Le lavage des cossettes a lieu dans la batterie de diffusion, elle est formée de vases rangés à côté les uns des autres, pour que le passage des liquides de l’un à l’autre soit aisé ; entre les cuves qui reçoivent les chargemens de cossettes sont placés de petits cylindres réchauffeurs, renfermant un serpentin à circulation de vapeur, où les liquides, refroidis par le contact des betteraves, retrouvent une température favorable à l’épuisement.

Bien que, par la diffusion, on obtienne des liquides beaucoup moins chargés de matières solubles étrangères au sucre que les jus noirs qui s’écoulaient naguère des presses hydrauliques, ces liquides sont cependant encore trop impurs pour qu’il ne soit pas nécessaire de les traiter avant de les conduire aux appareils d’évaporation.

On clarifie donc les liquides sucrés par l’action successive de la chaux et de l’acide carbonique, préparés l’un et l’autre dans les fours qui font partie intégrante de toutes les sucreries.
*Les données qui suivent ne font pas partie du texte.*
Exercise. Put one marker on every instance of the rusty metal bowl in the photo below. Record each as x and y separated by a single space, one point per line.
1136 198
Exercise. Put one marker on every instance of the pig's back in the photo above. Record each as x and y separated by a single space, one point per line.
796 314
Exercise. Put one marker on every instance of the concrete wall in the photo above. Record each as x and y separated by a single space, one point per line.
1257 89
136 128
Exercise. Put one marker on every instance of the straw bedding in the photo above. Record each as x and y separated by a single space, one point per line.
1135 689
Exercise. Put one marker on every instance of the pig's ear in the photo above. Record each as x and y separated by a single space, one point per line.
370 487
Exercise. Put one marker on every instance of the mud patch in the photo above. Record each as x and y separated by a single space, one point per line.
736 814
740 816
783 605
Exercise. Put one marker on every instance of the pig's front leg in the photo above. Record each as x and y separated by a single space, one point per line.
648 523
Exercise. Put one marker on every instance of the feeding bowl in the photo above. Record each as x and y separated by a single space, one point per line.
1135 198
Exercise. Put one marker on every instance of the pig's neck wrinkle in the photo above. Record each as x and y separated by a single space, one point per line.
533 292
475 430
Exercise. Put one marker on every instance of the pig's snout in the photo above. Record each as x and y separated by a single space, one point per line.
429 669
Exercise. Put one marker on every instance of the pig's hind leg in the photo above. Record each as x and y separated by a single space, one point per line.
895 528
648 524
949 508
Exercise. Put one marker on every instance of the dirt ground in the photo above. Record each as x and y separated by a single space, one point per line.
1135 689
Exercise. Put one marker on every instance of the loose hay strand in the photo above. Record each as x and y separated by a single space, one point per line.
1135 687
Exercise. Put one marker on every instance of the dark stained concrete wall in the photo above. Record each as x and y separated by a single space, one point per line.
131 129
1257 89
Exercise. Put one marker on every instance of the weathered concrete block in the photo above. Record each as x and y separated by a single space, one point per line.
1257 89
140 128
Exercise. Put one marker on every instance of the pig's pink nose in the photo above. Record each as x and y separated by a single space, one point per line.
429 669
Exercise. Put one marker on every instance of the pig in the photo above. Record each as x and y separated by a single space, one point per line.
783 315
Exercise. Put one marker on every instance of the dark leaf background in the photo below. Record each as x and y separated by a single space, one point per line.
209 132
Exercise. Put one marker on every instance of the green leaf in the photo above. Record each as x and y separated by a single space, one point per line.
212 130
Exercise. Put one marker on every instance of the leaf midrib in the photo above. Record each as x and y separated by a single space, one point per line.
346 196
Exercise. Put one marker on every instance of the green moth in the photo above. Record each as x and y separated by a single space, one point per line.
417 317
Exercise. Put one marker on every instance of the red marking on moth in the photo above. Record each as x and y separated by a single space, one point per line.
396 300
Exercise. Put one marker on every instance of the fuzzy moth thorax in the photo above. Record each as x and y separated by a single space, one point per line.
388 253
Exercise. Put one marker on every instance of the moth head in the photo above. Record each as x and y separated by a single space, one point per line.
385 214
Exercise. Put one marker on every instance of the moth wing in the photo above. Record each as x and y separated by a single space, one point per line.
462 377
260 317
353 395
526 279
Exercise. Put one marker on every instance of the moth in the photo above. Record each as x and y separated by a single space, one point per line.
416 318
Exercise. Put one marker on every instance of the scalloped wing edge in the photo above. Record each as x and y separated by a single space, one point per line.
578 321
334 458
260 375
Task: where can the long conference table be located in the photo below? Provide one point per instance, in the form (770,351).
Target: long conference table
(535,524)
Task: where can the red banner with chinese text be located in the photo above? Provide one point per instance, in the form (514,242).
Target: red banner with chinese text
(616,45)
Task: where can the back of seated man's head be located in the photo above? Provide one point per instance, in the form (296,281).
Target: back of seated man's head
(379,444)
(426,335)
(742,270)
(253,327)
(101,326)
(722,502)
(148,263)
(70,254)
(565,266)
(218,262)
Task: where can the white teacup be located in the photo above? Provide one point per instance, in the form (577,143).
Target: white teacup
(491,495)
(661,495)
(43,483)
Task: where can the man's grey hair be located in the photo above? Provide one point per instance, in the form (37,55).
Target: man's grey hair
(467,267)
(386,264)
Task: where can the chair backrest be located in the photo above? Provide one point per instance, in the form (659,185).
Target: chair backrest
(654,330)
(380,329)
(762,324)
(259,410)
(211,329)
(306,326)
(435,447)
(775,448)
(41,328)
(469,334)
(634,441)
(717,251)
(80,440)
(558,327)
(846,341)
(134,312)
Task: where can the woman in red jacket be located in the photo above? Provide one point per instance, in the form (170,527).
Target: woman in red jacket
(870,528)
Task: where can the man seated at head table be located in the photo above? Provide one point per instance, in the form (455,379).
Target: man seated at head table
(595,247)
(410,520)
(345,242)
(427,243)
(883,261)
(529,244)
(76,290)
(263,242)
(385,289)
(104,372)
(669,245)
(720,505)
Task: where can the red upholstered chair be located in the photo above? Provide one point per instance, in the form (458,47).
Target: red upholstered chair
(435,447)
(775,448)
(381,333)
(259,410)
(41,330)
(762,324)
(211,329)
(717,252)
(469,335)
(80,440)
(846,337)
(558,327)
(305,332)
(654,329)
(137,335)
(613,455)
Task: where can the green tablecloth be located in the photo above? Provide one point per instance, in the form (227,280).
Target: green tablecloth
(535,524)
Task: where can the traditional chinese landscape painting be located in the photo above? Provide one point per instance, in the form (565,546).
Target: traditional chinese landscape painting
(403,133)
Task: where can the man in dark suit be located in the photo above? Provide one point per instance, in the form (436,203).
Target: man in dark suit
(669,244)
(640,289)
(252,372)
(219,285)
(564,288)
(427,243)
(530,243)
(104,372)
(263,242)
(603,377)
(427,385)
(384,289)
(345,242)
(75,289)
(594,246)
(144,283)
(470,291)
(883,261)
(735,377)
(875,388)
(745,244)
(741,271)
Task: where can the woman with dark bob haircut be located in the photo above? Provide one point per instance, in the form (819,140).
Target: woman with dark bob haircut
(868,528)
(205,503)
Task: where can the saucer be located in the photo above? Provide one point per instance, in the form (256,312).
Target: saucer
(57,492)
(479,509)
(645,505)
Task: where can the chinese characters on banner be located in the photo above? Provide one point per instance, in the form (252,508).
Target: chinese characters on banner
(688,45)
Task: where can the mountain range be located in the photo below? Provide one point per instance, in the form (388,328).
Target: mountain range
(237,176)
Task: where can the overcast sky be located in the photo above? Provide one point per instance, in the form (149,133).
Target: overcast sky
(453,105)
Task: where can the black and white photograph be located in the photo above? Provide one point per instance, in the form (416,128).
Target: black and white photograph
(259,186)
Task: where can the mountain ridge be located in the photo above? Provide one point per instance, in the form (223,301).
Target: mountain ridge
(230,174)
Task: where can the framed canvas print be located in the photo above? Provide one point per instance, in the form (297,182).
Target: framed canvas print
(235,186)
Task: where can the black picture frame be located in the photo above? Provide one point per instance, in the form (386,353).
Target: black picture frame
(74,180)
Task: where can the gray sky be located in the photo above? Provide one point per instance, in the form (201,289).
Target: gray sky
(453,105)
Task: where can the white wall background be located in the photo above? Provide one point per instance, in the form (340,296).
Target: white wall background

Ces fours à chaux présentent intérieurement la forme de deux troncs de cône réunis par leur grande base ; un foyer extérieur envoie sa flamme sur le calcaire introduit par la partie supérieure ; la chaleur sépare la chaux de l’acide carbonique, et tandis que la chaux s’écoule par la partie inférieure, l’acide carbonique qui s’élève dans le four est appelé par une pompe, puis repoussé dans un laveur où il perd l’acide sulfureux provenant de la combustion de la houille, des poussières qu’il a entraînées, et en sort assez pur pour être dirigé vers les cuves de carbonatation.

La purification des jus par l’action successive de la chaux et de l’acide carbonique commence par l’addition aux liquides sortant de la diffusion, de chaux délayée dans l’eau, mélange qui, à cause de sa blancheur, est désigné sous le nom de lait de chaux ; cette chaux entre en combinaisons avec quelques-unes des matières solubles entraînées pendant la diffusion, mais ces combinaisons resteraient flottantes et le liquide ne serait pas limpide, si on n’y envoyait, à l’aide d’un tube percé d’un grand nombre de petits orifices, l’acide carbonique provenant du laveur, où il s’est purifié après sa sortie du four à chaux.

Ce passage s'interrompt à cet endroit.